I recently purchased ReadIris Pro 12 (Build 5644). I got it for $65 from the normal price of $129 because of an HP deal from my printer. It took a little while to figure out the interface (I think OmniPage Pro has a little more depth in regard to saving the layout, etc. But Abbott-Smith’s lexicon is a very simple format (A title header and the text body).
I am using a pdf version of Abbott-Smith’s 1922 lexicon. I have two pdf versions, one I purchased which is clear (no bleeding of the text as is common in some old books). This version however has one clear page (white background) and on page which is off-colored (sort of an ivory). Kind of odd for a pdf. The other pdf file is the one from Google Books. The background color for all pages is white, but the text is bleeding.
I used Adobe Acrobat Pro 9 to extract each page as a separate pdf and then tried to open it with Readiris. ReadIris did not like the ivory background pages. I had to do some tweaking with resolution settings to get the text to show - otherwise it opened up the image as a blank page. I never got the ivory pages to open directly with text from the pdf file. I had to convert them to tiff files first and then ReadIris opened them fine.
After configuring a new dictionary to use for scanning, I began to train the software. One of the problems of Abbott-Smith is that it also contains Hebrew characters. ReadIris has a middle-eastern version; but the version I am using did not support Hebrew. It did manage to learn some of the characters but continues to be problematic with the diacriticals. The bleeding text was too difficult to train the software with, so I gave up on Google Book’s copy.
One of the problems with ReadIris is that while the image window for for the ‘unknown text’ is very very large, the space for the character which you can change is extremely small - perhaps a font size 8, leaving Greek and Hebrew diacritics minuscule. It is almost impossible to determine what ReadIris thought the character was or what you typed in. ReadIris returns either a single character or mix of characters thinking it either 1) knows it, e.g. ‘ρ’ or if it is wrong ‘p’ or 2) does not know it ’ ’ (blank)) Some double glyphs were returned and with the correct suggestions; those old Latin double letters like ff AE etc. almost always came back correct.
There were several letters in Abbott-Smith which are composed of two parts (h, w, n). ReadIris never got these correct and treated them as several letters - I did not have a choice to merge two glyphs into a single glyph. I had to hope that occasionally ReadIris would catch one and give me both parts of the same letter at once, which it did once in a while. But it still never learned them. This should be a feature which should be added to the software.
ReadIris was very accurate with numbers. Abbott-Smith uses a mixture of large numbers for the chapters and raised smaller numbers for the verse. These were almost always correct - although sometimes it would keep them as raised and other times turn them into large numbers.
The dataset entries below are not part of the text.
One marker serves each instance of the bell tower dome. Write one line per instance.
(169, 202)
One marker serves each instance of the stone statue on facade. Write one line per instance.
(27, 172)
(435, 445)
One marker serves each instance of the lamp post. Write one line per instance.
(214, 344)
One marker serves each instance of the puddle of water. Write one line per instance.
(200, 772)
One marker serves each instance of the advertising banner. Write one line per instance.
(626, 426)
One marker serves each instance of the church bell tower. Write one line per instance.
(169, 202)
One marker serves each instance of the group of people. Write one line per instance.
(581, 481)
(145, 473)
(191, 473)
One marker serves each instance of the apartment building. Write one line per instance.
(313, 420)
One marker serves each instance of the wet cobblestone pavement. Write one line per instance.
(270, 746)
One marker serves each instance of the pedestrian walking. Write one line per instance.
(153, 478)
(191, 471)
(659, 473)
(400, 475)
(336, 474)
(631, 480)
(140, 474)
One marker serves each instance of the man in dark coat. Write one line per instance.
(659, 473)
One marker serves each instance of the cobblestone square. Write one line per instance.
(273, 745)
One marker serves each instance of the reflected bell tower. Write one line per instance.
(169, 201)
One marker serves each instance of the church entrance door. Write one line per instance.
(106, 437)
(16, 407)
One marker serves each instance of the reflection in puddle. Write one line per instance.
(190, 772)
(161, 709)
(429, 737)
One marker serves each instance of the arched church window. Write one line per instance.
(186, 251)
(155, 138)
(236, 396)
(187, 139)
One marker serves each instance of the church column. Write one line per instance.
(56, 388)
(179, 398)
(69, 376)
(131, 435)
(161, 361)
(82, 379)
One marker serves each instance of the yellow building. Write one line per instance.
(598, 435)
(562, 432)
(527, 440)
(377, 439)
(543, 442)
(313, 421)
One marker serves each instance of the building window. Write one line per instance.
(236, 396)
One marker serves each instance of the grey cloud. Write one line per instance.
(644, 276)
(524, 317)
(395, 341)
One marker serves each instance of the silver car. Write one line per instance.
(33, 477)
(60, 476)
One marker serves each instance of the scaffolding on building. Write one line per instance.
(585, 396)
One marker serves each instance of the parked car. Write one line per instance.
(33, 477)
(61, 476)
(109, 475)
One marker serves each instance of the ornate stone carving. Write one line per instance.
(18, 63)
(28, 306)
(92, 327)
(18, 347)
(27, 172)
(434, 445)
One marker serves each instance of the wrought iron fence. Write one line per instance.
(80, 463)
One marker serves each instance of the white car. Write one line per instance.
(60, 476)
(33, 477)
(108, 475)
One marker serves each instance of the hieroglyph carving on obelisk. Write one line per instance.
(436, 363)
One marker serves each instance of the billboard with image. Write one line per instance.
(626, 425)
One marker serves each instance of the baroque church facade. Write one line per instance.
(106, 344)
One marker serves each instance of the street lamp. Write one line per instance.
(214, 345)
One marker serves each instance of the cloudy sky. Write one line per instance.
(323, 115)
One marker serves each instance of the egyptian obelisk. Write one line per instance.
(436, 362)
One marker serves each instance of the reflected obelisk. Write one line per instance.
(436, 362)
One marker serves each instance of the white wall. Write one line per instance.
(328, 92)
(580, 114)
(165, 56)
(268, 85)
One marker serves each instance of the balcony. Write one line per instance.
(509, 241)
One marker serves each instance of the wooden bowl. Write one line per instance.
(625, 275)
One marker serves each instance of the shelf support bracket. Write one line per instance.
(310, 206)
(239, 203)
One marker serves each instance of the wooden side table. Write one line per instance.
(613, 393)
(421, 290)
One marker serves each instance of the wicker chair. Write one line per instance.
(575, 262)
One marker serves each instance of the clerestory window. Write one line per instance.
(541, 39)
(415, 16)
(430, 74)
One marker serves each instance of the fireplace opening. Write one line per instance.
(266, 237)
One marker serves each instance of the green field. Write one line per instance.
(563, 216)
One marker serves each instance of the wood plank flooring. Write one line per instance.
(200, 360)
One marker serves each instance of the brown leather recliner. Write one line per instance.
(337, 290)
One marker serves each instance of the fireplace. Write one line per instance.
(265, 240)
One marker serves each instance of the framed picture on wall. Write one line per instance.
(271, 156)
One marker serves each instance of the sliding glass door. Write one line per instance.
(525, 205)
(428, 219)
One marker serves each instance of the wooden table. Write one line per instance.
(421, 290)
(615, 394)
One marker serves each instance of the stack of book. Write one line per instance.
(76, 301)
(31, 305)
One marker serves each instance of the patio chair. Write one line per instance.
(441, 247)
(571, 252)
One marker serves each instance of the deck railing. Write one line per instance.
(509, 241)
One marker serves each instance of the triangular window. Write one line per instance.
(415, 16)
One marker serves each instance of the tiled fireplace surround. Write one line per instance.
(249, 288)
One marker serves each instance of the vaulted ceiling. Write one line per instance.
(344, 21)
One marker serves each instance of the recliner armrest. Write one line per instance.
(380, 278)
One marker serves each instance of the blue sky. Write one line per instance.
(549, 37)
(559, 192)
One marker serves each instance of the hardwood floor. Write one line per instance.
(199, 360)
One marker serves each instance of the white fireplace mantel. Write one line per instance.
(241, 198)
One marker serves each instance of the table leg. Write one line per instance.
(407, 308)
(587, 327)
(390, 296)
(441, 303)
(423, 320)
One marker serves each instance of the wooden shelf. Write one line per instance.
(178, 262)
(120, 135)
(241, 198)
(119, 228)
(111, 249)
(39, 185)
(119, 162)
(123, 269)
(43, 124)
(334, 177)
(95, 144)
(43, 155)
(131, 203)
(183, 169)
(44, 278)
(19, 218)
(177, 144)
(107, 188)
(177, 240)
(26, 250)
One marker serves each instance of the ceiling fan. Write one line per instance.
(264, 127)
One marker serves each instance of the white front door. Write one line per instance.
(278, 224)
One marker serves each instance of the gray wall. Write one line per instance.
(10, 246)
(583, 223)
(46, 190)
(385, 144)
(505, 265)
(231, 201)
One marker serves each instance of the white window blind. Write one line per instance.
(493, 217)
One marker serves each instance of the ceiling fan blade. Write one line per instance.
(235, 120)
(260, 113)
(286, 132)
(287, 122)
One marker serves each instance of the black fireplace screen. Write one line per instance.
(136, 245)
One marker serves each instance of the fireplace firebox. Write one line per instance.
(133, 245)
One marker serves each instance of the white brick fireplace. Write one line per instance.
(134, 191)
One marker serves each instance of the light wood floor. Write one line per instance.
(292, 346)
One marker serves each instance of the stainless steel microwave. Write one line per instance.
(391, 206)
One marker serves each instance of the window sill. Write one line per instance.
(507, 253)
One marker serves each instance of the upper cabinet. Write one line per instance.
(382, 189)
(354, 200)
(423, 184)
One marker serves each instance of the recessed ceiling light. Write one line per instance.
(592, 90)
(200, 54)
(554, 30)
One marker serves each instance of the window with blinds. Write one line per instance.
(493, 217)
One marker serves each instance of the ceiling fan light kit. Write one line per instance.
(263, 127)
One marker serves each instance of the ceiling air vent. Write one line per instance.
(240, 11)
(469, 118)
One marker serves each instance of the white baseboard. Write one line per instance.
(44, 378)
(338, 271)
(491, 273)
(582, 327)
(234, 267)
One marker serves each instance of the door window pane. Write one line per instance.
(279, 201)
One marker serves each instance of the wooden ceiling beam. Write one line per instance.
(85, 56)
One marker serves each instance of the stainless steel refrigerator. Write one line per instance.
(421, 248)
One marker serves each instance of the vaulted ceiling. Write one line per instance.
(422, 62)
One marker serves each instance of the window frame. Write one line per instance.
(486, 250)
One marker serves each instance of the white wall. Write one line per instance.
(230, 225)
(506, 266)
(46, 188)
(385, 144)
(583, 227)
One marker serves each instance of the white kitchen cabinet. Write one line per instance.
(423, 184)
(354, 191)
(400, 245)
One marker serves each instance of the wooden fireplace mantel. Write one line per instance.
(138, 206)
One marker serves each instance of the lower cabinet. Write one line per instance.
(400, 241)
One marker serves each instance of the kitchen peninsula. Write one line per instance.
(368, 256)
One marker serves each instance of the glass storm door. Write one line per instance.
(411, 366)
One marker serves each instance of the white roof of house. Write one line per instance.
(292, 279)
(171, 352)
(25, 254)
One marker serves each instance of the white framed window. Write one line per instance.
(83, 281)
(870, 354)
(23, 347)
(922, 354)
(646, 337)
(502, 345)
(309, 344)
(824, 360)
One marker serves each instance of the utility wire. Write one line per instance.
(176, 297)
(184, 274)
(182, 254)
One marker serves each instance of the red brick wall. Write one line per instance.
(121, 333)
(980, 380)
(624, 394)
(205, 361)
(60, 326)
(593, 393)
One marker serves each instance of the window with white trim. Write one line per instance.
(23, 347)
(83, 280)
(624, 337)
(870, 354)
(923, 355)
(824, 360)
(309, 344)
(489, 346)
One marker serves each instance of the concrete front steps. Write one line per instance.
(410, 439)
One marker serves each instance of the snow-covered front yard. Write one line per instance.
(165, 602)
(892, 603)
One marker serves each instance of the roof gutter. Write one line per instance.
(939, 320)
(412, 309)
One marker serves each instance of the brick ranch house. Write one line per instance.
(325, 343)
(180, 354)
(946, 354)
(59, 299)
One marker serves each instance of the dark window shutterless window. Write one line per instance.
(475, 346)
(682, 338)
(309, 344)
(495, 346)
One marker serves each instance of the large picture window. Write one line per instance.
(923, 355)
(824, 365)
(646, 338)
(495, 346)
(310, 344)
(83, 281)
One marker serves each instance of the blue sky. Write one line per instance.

Some of the Greek fonts for alpha and its combinations ἀ ἁ ἂ ἃ ἆ ᾶ etc. would end up being font 22, while others would turn into font size 10 - I could not figure this out - (I used the Save as Word option) and it was in the Word document where this happened.
As far as learning Greek, ReadIris got the simple letters correct, almost always got the vowels with the acute accents correct, but could not get a handle on the different diacriticals that appear over alpha, even after being trained numerous times (I went through about 6 pages of Abbott-Smith character by character).
So I plan on doing a little more training, but am going to take a look act Tessaract when I get a chance.
Louis